Effects of Stereochemistry and Hydrogen Bonding on Glycopolymer-Amyloid-β Interactions
Polymer Science and Engineering
Saccharide stereochemistry plays an important role in carbohydrate functions such as biological recognition processes and protein binding. Synthetic glycopolymers with pendant saccharides of controlled stereochemistry provide an attractive approach for the design of polysaccharide-inspired biomaterials. Acrylamide-based polymers containing either β,d-glucose or β,d-galactose pendant groups, designed to mimic GM1 ganglioside saccharides, and their small-molecule analogues were used to evaluate the effect of stereochemistry on glycopolymer solution aggregation processes alone and in the presence of Aβ42 peptide using dynamic light scattering, gel permeation chromatography–multiangle laser light scattering, and fluorescence assays. Fourier transform infrared and nuclear magnetic resonance (NMR) were employed to determine hydrogen bonding patterns of the systems.
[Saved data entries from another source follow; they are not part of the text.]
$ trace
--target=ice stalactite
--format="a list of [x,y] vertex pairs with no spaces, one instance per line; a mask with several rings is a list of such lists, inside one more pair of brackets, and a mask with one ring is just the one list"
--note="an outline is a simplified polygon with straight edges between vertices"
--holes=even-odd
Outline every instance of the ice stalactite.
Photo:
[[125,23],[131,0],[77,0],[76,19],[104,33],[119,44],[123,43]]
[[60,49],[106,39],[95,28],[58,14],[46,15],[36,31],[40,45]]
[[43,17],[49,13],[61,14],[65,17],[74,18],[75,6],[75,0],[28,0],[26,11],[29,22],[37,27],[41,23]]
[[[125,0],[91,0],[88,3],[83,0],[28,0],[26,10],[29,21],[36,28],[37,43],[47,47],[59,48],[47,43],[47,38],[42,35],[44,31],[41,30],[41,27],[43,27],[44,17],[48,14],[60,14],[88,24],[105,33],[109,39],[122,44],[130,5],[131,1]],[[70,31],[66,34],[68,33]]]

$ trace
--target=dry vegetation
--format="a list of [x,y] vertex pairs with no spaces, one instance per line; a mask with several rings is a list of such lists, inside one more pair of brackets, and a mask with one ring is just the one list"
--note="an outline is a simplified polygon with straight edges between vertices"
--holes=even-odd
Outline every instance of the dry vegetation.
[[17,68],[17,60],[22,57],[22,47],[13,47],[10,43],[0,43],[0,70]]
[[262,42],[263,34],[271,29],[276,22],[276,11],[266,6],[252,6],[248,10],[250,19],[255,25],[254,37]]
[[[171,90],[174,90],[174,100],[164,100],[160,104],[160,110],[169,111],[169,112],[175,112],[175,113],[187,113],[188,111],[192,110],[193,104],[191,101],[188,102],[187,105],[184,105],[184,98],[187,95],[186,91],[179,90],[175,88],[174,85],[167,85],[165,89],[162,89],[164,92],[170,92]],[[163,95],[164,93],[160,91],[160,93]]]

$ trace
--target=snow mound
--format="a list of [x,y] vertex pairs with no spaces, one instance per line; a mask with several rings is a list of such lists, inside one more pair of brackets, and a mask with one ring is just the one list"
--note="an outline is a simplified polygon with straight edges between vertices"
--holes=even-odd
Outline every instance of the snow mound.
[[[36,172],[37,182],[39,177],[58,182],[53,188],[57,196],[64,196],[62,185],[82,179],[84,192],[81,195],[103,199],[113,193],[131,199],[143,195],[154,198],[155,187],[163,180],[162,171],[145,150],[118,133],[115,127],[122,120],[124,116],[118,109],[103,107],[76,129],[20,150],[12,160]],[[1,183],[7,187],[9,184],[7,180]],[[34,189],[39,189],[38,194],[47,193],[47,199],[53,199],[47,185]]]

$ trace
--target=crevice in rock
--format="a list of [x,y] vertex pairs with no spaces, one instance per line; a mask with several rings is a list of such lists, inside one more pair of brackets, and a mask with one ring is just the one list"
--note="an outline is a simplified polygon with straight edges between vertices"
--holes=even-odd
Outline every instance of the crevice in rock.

The galactose-containing polymer displayed significant intramolecular hydrogen bonding and self-aggregation and minimal association with Aβ42, while the glucose-containing glycopolymers showed intermolecular interactions with the surrounding environment and association with Aβ42. Saturation transfer difference NMR spectroscopy demonstrated different binding affinities for the two glycopolymers to Aβ42 peptide.
(2020). Effects of Stereochemistry and Hydrogen Bonding on Glycopolymer-Amyloid-β Interactions. Biomacromolecules, 21(10), 4280-4293.